Ronn Torossian and Moshe Maoz claim their civil rights were violated when police told them to leave the mall, tore signs from their hands, and searched one of them and removed papers from his pocket, their attorney said in an interview.
The pair was at the Oct. 16, 1995 march representing AMCHA — Coalition for Jewish Concerns, a Riverdale, N.Y.-based group led by Orthodox Rabbi Avi Weiss.
Attorney Gordon Pearson said the lawsuit would be filed this week in United States District Court for the District of Columbia.
Torossian, 23, and Maoz, 24, are seeking unspecified monetary damages, he said.
At the mall, they held signs reading “David Duke and Farrakhan: Two Sides of the Same Coin,” and “The Nation of Islam Is a Nation of Hate.”
Torossian said they were surrounded by 50 to 100 African-Americans, who at various times spat on them and shouted, “Hitler should have finished you off” and “We’re going to get you. Go home, Jew, go home.”
A National Park Police officer told them that they were inciting a riot and that they had to leave or else they would be arrested, he said.
“It’s despicable that they didn’t protect us,” Torossian said of the police. “They have an obligation to protect those who peacefully protest.”
The pair’s treatment “was a violation of their First and Fourth Amendment rights,” which permit free speech on public property and protect citizens from unreasonable search and seizure, Pearson said.
His firm is handling the case without charge at the request of the American Civil Liberties Union, which offered to help Torossian and Maoz after the march.
Maj. James McLaughlin, commander in charge of the hundreds of police officers on duty that day, said that he does not recall any report of the two men’s demonstration at the time.

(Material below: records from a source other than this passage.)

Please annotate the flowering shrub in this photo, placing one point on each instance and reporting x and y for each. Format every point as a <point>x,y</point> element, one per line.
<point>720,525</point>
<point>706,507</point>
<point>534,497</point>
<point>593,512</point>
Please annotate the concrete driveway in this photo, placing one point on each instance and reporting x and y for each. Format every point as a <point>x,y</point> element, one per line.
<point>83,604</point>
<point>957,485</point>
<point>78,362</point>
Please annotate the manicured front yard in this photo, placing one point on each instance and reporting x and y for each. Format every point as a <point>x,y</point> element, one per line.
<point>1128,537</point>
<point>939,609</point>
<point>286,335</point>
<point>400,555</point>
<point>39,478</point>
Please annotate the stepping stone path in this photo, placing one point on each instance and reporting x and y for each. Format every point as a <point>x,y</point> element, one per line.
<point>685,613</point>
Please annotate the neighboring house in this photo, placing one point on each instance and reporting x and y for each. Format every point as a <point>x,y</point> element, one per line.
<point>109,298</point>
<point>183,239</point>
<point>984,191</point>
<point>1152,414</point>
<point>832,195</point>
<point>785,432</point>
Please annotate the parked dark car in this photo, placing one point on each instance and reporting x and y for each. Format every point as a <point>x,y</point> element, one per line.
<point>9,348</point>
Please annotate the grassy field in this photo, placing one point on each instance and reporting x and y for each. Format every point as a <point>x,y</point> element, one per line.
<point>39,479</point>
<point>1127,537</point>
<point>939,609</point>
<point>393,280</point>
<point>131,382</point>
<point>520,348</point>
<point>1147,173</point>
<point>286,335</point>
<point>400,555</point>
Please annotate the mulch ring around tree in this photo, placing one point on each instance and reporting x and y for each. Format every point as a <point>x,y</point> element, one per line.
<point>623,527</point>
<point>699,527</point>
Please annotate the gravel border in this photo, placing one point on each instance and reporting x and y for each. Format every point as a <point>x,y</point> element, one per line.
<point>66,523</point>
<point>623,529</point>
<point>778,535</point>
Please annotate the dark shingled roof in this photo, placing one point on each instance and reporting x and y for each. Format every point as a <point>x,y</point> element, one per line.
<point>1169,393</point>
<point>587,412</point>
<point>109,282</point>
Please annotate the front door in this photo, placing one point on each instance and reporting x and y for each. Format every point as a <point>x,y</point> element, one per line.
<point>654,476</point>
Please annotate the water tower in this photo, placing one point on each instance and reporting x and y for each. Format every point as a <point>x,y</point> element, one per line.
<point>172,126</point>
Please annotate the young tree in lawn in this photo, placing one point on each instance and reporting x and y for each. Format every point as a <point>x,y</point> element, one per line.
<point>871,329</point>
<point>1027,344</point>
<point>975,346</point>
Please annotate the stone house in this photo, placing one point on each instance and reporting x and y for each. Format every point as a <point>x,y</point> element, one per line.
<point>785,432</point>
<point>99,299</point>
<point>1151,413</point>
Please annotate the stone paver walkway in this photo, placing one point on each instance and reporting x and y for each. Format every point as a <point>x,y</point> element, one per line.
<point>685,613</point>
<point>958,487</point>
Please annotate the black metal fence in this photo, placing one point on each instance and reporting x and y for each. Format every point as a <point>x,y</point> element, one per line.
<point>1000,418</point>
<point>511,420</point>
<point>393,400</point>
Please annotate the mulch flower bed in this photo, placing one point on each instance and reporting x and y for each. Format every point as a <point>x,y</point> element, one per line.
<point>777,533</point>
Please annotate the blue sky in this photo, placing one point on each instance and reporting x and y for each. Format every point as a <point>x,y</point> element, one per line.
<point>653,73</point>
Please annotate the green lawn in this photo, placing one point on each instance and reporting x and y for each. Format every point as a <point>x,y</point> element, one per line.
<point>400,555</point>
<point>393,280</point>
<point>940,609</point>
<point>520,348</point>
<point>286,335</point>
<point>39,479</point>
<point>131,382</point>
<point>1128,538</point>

But in responding to their account of what happened, McLaughlin, now the spokesman for the National Park Police, said: “Beyond [concern over an individual’s civil] rights is public safety, and we have to make sure we don’t have a riot on our hands. Any time we have a group which is going to cause a disruption, for their own safety we tell them to leave the area. If a skinhead or member of the Ku Klux Klan should show up somewhere we would remove them.”
In a separate legal action brought by Jewish protesters around Nation of Islam events, AMCHA’s Weiss is suing Howard University and a security guard.
Weiss claims that a security guard grabbed a sign from him and struck him on the hand while ordering him and four other protesters to stop their April 1994 demonstration outside a university auditorium where Nation of Islam leader Khalid Muhammad was appearing.
The case is scheduled to go to trial Nov. 19, also in the United States District Court for the District of Columbia. Weiss is seeking more than $100,000 in damages.